Ideas for improving sorting. Goal: under 1 second for 200.000 files.

Fri Oct 26 20:21:39 BST 2012

On Fri, Oct 26, 2012 at 12:02 AM, Mark <markg85 at gmail.com> wrote:
> On Thu, Oct 25, 2012 at 11:00 PM, Christoph Feck <christoph at maxiom.de> wrote:
>> On Thursday 25 October 2012 20:24:23 Mark wrote:
>>> On Thu, Oct 25, 2012 at 2:09 PM, Christoph Feck
>> <christoph at maxiom.de> wrote:
>>> >         'a' ->  'a'
>>> >         'b' -> 'b'
>>> >         'ä' -> 'a' '\0377'
>>> >
>>> > The appended 0xFF character ensures that 'ä' is always after 'a',
>>> > regardless of which other character follows. But it will never be
>>> > after 'b', because of the first 'a' in the sort key.
>>>
>>> This is where things get odd... So, i should place 'ä' before 'a',
>>> but that means that i have to make a translation table somewhere
>>> from latin chars to alphabet chars.. Or am i misunderstanding
>>> something here?
>>
>> You are right, there need to be some tables, but as I wrote, you do
>> not bother, because you can use strxform() from glibc for this (or
>> libicu, which is what QCollator is going to use). Those libraries
>> already load locale-specific tables (every wondered, why "glibc-
>> locale" package is several hundred megabytes big? ;) Simply check the
>> source code of QString::localeAwareCompare(), it's no black magic to
>> call glibc.
>>
>>> So how about this stuff in the implementations side?
>>> Am i right that i'm going to get 2 new parts:
>>>
>>> 1. A part for building up the collation sequence. That part is
>>> outside the sorting algorithm.
>>
>> Yes. That's why Frank said this should be in kdelibs, right besides
>> the "naturalCompare" function. Looking at the QCollator link for
>> future Q5, we should model the function in kdelibs the same way, so
>> that it simply can be "moved" to Qt in frameworks.
>>
>>> 2. The sorting algorithm becomes a LOT less code and simply does
>>> string compares based on the collation sequences. So no more
>>> difficult checks like are done now. Thus the sorting would indeed
>>> speed up massively, right?
>>
>> Well, the comparing gets massively faster, but the actual sorting
>> algorithm gets a bit more complicated. First, you have to create a
>> temporary SortEntry list, create the keys, then sort the side-
>> information, and after that, have to use that sorted list to do the
>> actual model sorting. But those additional operations are only O(N),
>> not O(N*log N), which is why we expect it to be very worth for large
>> models.
>>
>>> For Todd and Christoph, thanks a lot for writing such long
>>> informative replies! I really appreciate that and it really helps
>>> me understand how to implement this. Though i obviously still have
>>> questions ;)
>>
>> Wer nicht fragt, bleibt dumm ;)
>>
>> Christoph Feck (kdepepo)
>
> I'm playing with this stuff right now. The comparison gets MASSIVELY
> faster since it are actually int compares! (or numeric compares) No
> string compares at all anymore.
> Btw, that german line you wrote. I can read that one you know ;)
>
> Cheers,
> Mark

Oke, i got "something" working now but i kinda miss some more
knowledge in the sorting area.

First the current implementation. I went for a structure like this:
struct KFileItem
{
    QString collatingSequence;
    QString filename;
    ....
};

Note: this is just in a clean new (one file) project so don't bother the names.

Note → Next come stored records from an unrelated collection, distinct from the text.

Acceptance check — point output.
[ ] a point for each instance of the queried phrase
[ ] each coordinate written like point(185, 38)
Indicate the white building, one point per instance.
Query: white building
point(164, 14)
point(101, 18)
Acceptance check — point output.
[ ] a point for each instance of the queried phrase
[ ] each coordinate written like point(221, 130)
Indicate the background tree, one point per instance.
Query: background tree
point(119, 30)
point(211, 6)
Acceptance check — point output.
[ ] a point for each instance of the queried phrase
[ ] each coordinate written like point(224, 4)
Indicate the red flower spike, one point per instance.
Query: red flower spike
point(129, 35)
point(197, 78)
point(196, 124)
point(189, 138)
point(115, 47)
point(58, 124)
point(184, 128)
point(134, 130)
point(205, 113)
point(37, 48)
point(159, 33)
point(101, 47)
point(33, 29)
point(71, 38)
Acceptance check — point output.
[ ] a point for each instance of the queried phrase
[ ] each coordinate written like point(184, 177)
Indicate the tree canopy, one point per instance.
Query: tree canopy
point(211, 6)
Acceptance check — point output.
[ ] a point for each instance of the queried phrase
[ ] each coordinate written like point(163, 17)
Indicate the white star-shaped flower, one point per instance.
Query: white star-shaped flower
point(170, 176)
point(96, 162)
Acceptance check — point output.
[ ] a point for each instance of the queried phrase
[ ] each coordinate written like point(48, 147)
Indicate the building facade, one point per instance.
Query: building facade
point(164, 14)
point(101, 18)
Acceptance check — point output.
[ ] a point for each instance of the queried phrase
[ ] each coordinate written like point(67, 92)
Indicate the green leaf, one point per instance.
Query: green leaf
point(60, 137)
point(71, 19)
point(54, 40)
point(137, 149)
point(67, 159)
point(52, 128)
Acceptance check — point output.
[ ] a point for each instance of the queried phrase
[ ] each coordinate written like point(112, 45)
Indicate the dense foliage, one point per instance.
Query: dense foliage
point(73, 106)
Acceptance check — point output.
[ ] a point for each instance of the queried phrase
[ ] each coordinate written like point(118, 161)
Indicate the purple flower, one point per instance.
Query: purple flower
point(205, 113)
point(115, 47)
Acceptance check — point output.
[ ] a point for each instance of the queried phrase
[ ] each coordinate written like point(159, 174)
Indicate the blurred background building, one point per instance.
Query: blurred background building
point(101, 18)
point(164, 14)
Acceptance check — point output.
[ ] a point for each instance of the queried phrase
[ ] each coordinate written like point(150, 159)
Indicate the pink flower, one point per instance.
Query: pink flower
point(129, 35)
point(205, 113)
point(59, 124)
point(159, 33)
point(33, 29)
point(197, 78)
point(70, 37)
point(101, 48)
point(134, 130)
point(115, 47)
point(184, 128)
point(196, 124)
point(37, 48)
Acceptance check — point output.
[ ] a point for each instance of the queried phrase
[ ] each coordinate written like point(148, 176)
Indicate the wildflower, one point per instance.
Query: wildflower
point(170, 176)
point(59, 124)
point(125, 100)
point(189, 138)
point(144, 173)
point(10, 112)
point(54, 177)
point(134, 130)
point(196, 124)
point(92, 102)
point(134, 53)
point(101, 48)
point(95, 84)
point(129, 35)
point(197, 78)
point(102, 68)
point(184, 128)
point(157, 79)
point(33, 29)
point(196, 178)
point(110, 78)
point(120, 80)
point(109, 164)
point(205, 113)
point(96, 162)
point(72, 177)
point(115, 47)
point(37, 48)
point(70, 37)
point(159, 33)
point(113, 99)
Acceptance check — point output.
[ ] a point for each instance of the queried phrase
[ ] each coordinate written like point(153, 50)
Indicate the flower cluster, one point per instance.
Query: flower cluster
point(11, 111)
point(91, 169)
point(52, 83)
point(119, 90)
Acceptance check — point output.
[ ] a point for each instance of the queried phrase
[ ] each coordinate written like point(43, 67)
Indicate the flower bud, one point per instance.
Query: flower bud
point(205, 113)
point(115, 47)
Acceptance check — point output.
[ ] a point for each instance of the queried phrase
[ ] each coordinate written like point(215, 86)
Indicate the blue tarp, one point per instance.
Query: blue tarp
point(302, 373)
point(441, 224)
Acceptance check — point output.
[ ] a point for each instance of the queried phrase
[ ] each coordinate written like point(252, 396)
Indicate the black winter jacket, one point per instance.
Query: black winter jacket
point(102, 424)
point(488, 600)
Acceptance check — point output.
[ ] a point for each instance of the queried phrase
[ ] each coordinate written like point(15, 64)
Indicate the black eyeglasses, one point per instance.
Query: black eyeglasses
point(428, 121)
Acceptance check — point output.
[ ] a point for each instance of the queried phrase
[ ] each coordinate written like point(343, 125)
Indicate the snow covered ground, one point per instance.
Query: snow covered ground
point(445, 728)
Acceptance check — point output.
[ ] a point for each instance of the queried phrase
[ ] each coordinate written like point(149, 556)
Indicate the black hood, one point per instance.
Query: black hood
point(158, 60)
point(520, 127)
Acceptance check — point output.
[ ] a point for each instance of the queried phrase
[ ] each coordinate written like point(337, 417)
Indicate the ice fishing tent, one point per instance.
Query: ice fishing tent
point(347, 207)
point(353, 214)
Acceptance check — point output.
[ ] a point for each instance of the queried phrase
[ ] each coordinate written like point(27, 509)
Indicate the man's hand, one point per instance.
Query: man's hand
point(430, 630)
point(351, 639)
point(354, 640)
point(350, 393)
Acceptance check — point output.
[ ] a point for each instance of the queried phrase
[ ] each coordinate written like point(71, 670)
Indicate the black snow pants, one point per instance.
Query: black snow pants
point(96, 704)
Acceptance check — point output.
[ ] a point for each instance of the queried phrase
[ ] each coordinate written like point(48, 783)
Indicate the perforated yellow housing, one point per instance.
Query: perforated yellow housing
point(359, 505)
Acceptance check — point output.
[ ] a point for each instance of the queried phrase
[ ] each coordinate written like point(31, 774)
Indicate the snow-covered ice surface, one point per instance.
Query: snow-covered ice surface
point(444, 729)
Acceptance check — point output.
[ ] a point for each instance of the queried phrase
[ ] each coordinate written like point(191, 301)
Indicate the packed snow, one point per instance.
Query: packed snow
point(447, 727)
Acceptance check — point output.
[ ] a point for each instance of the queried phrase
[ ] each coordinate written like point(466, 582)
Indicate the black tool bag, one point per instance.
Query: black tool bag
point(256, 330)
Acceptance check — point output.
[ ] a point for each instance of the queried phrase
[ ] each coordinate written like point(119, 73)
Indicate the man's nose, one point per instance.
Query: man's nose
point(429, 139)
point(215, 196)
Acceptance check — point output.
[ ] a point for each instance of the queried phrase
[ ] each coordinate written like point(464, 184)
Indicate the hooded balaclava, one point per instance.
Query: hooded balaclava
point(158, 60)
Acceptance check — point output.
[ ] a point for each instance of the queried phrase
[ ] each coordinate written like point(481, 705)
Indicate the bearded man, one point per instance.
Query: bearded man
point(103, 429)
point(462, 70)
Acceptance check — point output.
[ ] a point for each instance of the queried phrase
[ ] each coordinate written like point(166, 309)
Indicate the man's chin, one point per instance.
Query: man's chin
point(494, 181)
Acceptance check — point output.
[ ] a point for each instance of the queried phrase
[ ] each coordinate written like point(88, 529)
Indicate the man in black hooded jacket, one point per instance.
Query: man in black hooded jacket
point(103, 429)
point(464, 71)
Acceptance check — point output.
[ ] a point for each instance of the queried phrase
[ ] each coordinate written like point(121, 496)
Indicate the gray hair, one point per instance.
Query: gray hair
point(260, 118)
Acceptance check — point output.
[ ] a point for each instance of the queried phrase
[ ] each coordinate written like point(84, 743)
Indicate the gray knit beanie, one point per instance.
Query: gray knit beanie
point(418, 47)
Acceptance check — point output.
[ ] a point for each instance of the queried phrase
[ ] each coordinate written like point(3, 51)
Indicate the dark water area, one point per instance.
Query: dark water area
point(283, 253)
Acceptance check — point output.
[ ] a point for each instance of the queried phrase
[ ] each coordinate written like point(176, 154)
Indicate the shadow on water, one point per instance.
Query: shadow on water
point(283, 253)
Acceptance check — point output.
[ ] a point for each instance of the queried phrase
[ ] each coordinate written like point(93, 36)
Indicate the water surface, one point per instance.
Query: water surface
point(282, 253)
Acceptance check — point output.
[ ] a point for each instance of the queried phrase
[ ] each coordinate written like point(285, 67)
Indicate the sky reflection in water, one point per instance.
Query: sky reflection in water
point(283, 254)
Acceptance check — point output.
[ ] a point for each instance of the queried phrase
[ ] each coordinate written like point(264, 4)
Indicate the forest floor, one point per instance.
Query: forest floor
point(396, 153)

filename is obviously the filename. collatingSequence is a copy of
filename. In that collatingSequence i'm tweaking the unicode values
and lower them for numbers. So the intention is to have numbers shown
before characters.

So:
000.txt (in unicode: 48, 48, 48, 46, 116, 120, 116)
a.txt (in unicode: 97, 46, 116, 120, 116)
...

And i tweaked that to look like this: (1 + num)
000.txt (in unicode: 1, 1, 1, 46, 116, 120, 116)
a.txt (in unicode: 97, 46, 116, 120, 116)
...

That part "seems" to be oke in theory but i'm getting stuck when
sorting. For this "proof of concept" i simply use qSort like so:
QList<KFileItem> fileList;

... add a bunch of items in fileList ...

qSort(fileList.begin(), fileList.end(), lessThan);

lessThan is where i'm stuck. I simply don't understand yet how
lessThan should work. What conditions i should do and when i should
return false or true.. My current version looks like this:
bool intSort(const KFileItem& s1, const KFileItem& s2)
{
    const QChar* sOne = s1.collatingSequence.unicode();
    const QChar* sTwo = s2.collatingSequence.unicode();

    while(!sOne->isNull() && !sTwo->isNull())
    {
        if(sTwo->unicode() < sOne->unicode())
        {
            return false;
        }

        ++sOne;
        ++sTwo;
    }

    return true;
}

Which compiles and runs, but does a very strange sorting :p
If someone can explain what the intended implementation is for a lessThan..?

Kind regards,
Mark